We specialize in analysis and review of large patent portfolios. The need for such analysis frequently arises in a context of a portfolio acquisition or an M&A transaction.
The key to an efficient analysis of a large patent portfolio is human resource management. Unfortunately, the artificial intelligence alone, at the present state of technology, is not strong enough to identify valuable patents with a reasonable certainty, as good as experienced patent attorneys can.

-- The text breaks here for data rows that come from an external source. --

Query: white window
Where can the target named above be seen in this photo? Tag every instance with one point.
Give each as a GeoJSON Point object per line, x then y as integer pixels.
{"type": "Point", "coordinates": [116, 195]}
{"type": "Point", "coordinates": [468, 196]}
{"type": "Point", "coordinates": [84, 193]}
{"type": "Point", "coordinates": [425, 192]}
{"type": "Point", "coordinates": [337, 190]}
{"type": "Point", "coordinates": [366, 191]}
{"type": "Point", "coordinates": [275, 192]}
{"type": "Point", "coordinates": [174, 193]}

The Artificial Intelligence and machine learning, however, has its place in our analysis. We use the algorithms in combination with our business, legal and technical judgement to subdivide large portfolios into 3 categories:
- Category 1: patents that will be analyzed by our attorneys in detail
- Category 2: patents that will be analyzed after we complete the analysis of Category 1
- Category 3: patents that will not be reviewed manually
Category 1 is usually a reasonably small group consisting of, on average, 3%-5% of all patents in any given portfolio. These are the patents that appear to be (1) in most relevant technology classes, (2) with reasonably broad claims, (3) with early priority dates, (4) with a significant number of forward citations, (5) developed by reputable inventors and businesses.
Category 2 is larger group that usually ranges between 10% and 70% of the portfolio. The exact percentage depends on the portfolio and the desired depth of the review. These are the patents that appear to be valuable but require deeper research. Going through all or some of these patents is mostly a decision determined by client’s budget.
Category 3 these are the patents that, according to our algorithms, are least likely to be valuable and they should only be looked if the review of the first two groups produced inconclusive results.